With watermark of fleur de lys within a double circle (Hind 3), an excellent rich and detailed impression, Robison's state 'c', of 'f', with the artist's address and price, wide margins, platemark 405 x 540 mm. (16 x 21 1/4 in), sheet 555 x 790 mm. (21 3/4 x 31 1/8 in), unframed.

Literature:
Hind 49 iii/vi

From the Catalogue
A very fine impression, originally taken from an oblong folio stitched at the top edge, consequently the sheet is in excellent condition with large uncut margins.
—Courtesy of Forum Auctions

Hind 49 iii/vi

About Giovanni Battista Piranesi

Printmaker, engraver, and antiquarian Giovanni Battista Piranesi once said: “I need to produce great ideas, and I believe that if I were commissioned to design a new universe, I would be mad enough to undertake it.” This would prove an apt description of the fantastical architectural prints he became famous for.

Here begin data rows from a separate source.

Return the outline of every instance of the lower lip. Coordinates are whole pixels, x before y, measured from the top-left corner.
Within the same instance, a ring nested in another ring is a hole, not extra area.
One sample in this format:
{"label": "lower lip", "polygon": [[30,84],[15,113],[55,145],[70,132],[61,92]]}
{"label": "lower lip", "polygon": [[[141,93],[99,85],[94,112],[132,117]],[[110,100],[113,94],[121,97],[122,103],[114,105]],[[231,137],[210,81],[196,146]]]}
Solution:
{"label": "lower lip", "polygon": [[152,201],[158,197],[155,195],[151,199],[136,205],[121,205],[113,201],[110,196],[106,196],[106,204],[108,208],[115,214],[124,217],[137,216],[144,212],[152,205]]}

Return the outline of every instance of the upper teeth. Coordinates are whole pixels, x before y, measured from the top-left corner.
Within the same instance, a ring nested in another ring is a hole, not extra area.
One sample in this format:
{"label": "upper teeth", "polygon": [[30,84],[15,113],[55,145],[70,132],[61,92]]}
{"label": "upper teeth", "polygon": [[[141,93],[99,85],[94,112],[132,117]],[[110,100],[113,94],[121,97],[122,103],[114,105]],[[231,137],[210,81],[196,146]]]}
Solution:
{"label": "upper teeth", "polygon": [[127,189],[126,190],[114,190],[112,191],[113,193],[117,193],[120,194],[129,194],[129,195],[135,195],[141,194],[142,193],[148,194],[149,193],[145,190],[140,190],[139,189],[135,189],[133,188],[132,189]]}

An ardent lover of Roman, Greek, and Egyptian architecture, Piranesi was the son of a stonemason and builder, and first studied drawing with his uncle, an engineer. (In fact, Piranesi considered himself an architect.) His drawings and etchings demonstrate a sophisticated ability in manipulating perspective and architectural elements for dramatic effect. Piranesi’s subjects not only included imaginings of ancient buildings, but also ominous prisons and mysterious ruins. His works were so popular that the prints were sold to Grand Tourists even after his death.